ケストラー:ヨーロッパではこの10年で大きな変化が起きています。従来の統合医療は、一般の開業医やがんの専門医によってのみ行われてきましたが、現在はほとんどの政府系病院や公立の医療施設に統合医療部門が設置され、現場の医師達は入院患者、外来患者を間わず、がん患者に対して統合医療を導入する試みを始めています。統合医療の立場でがん患者を治療する医療専門家の数は飛躍的に増加している一方、医者にとってがん患者に接することは、それ相当のより高い実力が要求される時代になっています。伝統的腫瘍学を充分に学んだ上で、常に新しい知識を導入し、非常に複雑化している腫瘍学を理解し実践する必要があります。がんの予防、腫瘍サイズの縮小、再発・遠隔転移の予防、悪化した場合の緩和と、様々な段階で多角酌な視野を持ちながら、積極的に補完・代替療法を試みることが、非常に重要になってきました。

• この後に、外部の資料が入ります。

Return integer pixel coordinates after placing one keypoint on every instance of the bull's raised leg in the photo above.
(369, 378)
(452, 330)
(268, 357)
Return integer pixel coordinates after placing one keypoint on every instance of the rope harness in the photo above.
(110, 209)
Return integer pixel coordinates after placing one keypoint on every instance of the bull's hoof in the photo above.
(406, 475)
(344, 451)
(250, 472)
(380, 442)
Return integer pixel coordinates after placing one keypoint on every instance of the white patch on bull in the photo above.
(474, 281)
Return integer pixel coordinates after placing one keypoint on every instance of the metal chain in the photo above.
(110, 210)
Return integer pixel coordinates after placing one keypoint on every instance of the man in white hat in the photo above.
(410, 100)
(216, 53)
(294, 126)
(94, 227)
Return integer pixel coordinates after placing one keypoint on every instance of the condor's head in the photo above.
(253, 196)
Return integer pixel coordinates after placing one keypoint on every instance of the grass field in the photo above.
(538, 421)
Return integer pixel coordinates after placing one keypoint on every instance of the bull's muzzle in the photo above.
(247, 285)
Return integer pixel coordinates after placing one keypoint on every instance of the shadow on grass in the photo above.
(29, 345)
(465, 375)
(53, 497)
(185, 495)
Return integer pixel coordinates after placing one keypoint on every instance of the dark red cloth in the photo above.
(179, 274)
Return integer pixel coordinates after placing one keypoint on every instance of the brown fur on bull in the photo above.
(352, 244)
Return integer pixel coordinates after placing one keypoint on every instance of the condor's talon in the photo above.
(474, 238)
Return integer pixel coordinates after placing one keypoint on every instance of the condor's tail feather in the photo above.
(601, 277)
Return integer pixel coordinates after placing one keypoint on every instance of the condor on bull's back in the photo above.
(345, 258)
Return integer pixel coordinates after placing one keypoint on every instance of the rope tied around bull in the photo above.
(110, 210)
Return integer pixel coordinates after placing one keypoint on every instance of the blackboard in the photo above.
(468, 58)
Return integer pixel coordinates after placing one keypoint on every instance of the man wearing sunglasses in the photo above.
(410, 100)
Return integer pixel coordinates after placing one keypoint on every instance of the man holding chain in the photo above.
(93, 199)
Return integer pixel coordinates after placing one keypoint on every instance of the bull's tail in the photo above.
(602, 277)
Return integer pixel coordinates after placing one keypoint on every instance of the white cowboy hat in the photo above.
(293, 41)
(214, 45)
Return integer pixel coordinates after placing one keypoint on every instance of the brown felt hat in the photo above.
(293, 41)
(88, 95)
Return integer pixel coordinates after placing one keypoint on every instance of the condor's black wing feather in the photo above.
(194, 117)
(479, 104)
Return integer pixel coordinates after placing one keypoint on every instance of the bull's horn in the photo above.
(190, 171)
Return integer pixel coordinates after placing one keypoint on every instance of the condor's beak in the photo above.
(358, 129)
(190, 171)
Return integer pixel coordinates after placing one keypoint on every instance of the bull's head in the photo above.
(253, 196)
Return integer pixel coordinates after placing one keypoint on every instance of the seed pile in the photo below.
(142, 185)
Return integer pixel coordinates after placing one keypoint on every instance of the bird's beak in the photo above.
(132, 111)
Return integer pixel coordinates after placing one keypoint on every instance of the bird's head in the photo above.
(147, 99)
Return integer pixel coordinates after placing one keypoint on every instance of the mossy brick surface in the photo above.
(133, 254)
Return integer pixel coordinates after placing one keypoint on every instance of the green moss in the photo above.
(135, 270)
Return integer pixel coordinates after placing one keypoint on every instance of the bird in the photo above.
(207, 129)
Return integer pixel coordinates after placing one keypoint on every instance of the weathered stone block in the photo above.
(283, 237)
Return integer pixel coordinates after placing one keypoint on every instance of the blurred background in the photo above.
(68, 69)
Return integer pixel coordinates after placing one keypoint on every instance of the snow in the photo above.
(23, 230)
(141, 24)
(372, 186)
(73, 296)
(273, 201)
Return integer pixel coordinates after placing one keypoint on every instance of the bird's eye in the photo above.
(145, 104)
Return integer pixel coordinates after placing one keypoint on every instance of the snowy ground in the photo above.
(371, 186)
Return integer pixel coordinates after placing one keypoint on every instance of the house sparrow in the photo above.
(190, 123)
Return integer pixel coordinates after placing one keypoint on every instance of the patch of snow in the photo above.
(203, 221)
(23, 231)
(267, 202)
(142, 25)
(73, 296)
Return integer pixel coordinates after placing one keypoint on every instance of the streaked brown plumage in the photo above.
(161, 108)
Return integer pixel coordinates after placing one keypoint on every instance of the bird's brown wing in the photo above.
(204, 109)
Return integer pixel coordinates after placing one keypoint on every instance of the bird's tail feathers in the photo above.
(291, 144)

草の根レベルからの統合医療を推進するニュージーランド

鈴木:それではカール先生、ニュージーランドの状況はいかがですか?

カール:残念ながらニュージーランドの現状は10年前のヨーロッパと同じで、統合医療はまだ主流ではなく、あくまでも通常医療が主流です。ほとんどの腫瘍専門医はまだ従来の、切る<外科手術>、薬物<化学療法>、そして焼く<放射線療法>という伝統的治療方法に固執しています。しかし、変化も起きつつあり、がん専門医の中にも従来型の治療方法以外のオプションを考え始めている医師が出てきました。